Diagnostik und Therapie der weiblichen Infertilität
Ovarielle Reserve und Ovulation:
- AMH oder AFC: Zur Prädiktion der ovariellen Antwort bei assistierter Reproduktion nutzen. Nicht zur Vorhersage der spontanen Schwangerschaftsrate verwenden.
- FSH: Darf nicht als Prädiktor für die ovarielle Antwort oder den IVF-Erfolg verwendet werden.
- Ovulationsnachweis: Serum-Progesteron in der mittleren Lutealphase (Tag 21 bei 28-Tage-Zyklus). Basaltemperaturkurven und routinemäßige Prolaktin-Bestimmungen werden nicht empfohlen.
Tubendiagnostik:
- Ohne Komorbiditäten: Hysterosalpingographie (HSG) oder Hysterosalpingo-Kontrast-Sonographie.
- Mit Komorbiditäten (z. B. Endometriose, PID): Laparoskopie mit Chromopertubation.
Spezifische Therapien:
- Hyperprolaktinämie: Cabergolin anbieten.
- Hydrosalpinx vor IVF: Laparoskopische Salpingektomie oder Tubenokklusion anbieten (alternativ Aspiration bei hohem OP-Risiko).
Unerklärte Infertilität und Endometriose
Bei unerklärter Infertilität sollten Paare zunächst 2 Jahre lang regelmäßigen Verkehr versuchen.
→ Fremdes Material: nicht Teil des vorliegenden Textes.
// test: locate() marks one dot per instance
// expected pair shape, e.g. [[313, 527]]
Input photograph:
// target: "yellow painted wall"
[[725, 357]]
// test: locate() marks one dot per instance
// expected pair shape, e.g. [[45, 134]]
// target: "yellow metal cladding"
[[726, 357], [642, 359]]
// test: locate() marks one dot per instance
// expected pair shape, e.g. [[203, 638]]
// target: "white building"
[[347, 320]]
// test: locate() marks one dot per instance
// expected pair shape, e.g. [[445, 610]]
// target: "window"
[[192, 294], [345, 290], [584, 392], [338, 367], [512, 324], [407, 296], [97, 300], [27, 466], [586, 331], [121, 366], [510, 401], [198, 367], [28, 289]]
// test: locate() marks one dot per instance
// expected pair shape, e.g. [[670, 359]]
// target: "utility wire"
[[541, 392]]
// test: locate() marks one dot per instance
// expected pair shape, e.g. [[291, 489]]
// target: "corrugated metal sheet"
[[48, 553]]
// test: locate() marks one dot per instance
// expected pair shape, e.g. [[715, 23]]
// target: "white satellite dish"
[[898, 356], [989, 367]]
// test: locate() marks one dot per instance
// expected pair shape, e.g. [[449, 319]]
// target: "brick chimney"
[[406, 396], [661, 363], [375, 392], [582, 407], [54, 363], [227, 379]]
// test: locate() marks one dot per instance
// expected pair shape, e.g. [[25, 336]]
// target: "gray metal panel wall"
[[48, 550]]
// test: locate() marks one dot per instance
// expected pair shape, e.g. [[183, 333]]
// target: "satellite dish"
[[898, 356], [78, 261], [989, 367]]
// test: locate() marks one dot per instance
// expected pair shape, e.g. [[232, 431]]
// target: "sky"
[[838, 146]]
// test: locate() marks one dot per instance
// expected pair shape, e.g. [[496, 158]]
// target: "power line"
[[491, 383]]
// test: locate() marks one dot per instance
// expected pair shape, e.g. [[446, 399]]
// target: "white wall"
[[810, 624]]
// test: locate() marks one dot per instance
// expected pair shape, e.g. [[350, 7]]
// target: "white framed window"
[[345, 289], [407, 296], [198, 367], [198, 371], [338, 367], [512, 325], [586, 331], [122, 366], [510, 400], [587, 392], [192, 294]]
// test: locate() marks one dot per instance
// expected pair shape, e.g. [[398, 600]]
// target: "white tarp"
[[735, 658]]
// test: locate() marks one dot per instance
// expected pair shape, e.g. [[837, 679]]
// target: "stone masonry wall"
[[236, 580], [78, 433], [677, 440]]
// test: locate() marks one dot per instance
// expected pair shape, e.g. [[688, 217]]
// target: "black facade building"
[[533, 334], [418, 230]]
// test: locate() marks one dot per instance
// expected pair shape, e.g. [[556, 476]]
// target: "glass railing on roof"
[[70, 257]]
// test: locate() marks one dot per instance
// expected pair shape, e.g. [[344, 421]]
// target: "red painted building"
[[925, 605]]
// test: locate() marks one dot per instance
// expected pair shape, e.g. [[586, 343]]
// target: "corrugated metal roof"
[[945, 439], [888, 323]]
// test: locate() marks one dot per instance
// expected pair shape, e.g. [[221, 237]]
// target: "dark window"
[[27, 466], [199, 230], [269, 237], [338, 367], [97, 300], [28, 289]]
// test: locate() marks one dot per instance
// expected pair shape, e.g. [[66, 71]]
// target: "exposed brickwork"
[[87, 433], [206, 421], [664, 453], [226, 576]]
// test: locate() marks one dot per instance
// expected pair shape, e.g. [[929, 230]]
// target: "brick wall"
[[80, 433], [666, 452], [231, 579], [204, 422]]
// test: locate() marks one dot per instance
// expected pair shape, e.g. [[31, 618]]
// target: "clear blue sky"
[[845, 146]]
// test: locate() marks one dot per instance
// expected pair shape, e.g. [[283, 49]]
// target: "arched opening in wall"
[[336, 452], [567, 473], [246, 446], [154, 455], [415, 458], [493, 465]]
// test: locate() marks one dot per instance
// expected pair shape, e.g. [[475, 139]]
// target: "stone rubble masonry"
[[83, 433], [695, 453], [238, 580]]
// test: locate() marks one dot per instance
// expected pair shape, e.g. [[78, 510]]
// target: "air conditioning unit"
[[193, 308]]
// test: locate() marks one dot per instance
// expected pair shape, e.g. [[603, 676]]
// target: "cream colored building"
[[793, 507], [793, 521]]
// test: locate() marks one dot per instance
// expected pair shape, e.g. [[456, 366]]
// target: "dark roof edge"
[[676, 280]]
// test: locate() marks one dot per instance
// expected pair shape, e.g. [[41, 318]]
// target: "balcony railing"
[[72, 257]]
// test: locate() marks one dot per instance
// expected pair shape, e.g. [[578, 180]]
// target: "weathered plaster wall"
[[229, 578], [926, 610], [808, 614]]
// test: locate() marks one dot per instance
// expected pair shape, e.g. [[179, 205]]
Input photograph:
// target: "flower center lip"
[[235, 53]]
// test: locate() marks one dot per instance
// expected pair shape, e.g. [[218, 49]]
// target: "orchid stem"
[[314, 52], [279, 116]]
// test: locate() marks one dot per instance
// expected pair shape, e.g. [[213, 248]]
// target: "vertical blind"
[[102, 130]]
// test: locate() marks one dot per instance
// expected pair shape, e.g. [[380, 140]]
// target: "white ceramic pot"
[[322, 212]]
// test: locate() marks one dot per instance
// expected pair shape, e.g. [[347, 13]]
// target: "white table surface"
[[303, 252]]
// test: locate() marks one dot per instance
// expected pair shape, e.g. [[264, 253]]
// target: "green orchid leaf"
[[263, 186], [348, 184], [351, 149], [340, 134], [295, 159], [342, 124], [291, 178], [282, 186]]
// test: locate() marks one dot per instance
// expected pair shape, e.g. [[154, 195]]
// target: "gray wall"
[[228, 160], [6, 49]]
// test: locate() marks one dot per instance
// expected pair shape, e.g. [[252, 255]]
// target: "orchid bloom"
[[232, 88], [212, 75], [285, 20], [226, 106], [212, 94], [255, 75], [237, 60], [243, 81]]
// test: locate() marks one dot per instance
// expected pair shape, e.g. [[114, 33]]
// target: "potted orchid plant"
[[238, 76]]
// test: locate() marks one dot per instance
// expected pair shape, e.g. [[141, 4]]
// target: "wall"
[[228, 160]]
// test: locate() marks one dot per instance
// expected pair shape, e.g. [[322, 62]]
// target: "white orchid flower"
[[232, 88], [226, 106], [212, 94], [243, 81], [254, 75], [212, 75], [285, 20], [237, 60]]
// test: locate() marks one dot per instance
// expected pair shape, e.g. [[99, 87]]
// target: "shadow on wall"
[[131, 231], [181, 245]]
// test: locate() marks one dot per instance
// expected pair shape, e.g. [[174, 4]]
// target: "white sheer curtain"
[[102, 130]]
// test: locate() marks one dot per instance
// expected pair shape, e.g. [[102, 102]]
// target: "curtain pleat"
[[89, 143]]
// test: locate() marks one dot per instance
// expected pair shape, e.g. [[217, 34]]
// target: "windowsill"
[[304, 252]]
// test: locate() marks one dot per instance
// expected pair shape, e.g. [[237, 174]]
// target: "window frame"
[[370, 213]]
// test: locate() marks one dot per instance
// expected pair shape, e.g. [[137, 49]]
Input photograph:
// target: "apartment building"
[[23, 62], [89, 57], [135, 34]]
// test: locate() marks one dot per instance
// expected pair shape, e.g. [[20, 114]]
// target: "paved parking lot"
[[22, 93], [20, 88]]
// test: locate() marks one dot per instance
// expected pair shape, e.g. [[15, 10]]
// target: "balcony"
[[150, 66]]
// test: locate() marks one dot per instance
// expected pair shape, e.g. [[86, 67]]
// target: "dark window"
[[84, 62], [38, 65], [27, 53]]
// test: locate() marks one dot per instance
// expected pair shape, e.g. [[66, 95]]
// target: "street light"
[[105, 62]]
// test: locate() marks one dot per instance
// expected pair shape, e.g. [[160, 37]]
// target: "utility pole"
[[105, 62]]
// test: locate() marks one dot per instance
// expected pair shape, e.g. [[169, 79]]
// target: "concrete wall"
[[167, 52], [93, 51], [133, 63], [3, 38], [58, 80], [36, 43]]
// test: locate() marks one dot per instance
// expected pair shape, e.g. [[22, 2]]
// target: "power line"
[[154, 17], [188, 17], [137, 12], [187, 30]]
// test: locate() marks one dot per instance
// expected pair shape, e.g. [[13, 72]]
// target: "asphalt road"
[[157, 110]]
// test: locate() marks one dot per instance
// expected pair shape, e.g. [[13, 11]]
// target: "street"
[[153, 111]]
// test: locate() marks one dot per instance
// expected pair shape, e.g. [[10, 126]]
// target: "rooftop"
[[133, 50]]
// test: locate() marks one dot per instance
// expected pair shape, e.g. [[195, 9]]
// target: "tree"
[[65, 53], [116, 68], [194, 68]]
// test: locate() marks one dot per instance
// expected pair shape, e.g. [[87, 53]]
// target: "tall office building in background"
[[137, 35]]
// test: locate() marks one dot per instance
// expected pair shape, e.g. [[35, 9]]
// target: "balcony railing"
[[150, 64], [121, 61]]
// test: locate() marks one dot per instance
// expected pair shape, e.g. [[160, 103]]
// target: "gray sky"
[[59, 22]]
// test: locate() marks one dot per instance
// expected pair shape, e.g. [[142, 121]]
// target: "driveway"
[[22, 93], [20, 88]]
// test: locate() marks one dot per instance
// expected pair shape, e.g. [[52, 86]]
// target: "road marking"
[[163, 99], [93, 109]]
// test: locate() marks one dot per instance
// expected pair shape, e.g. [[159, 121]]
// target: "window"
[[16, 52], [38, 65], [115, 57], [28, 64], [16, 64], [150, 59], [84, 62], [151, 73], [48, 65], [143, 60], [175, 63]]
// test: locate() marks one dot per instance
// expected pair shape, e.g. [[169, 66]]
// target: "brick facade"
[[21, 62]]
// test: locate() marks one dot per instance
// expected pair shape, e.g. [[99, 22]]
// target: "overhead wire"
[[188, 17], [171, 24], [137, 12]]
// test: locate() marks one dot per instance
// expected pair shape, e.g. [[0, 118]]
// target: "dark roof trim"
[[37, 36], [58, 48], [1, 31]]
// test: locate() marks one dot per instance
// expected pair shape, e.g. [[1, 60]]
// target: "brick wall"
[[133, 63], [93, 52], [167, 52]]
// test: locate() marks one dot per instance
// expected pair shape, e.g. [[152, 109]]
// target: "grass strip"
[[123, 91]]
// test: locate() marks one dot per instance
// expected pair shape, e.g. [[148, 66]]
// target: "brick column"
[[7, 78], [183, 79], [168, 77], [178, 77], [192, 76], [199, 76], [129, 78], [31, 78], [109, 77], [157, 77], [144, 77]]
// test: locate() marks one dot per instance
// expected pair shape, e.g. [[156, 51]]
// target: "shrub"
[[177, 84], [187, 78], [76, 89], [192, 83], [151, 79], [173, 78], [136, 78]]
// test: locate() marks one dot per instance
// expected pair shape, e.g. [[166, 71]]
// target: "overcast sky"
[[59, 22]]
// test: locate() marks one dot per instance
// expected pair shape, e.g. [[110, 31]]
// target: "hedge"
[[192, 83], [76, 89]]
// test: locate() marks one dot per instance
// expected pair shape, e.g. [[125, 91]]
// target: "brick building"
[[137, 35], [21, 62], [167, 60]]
Eine ovarielle Stimulation als Monotherapie wird nicht empfohlen.
| Stufe | Therapie bei unerklärter Infertilität / Endometriose |
|---|---|
| 1 | Bis zu 2 Jahre exspektatives Management (bei Endometriose ggf. chirurgische Sanierung) |
| 2 | Bis zu 4 Zyklen intrauterine Insemination (IUI) mit Gonadotropinen erwägen |
| 3 | In-vitro-Fertilisation (IVF) anbieten |
Assistierte Reproduktion (IVF und ICSI)
Zugangskriterien für IVF (Frauen <42 Jahre):
- Bekannte Infertilitätsursache ohne andere Therapieoption.
- Unerklärte Infertilität nach 2 Jahren.
- Nach 12 Zyklen künstlicher Insemination.
| Altersgruppe | Empfohlene IVF-Zyklen | Embryonentransfer (1. Zyklus) |
|---|---|---|
| < 40 Jahre | 3 volle Zyklen | Single Embryo Transfer (SET) |
| 40-41 Jahre | 1 voller Zyklus | Double Embryo Transfer erwägen |
ICSI-Indikationen:
- Männlicher Faktor (eingeschränkte Samenparameter).
- Vorangegangene IVF mit Nullbefruchtung oder sehr niedriger Befruchtungsrate.
- Nicht bei normozoospermen Patienten anwenden. IMSI und PICSI werden nicht empfohlen.
Nicht empfohlene Add-ons (Keine Evidenz für verbesserten Erfolg):
- Endometrial Scratching
- Endometriale Rezeptivitäts-Tests (ERA, Mikrobiom)
- Immunologische Therapien (Intralipide, Glukokortikoide)
- Assisted Hatching
- Präimplantationsdiagnostik auf Aneuploidie (PGT-A)
💡Praxis-Tipp
Bestimmen Sie den AMH-Wert ausschließlich zur Planung einer IVF/ICSI (Dosis-Findung), nicht um Patientinnen eine Aussage über ihre spontane Fruchtbarkeit zu machen. Verzichten Sie auf die Bestimmung von Spermien-DNA-Fragmentierung und FSH zur ovariellen Reserve.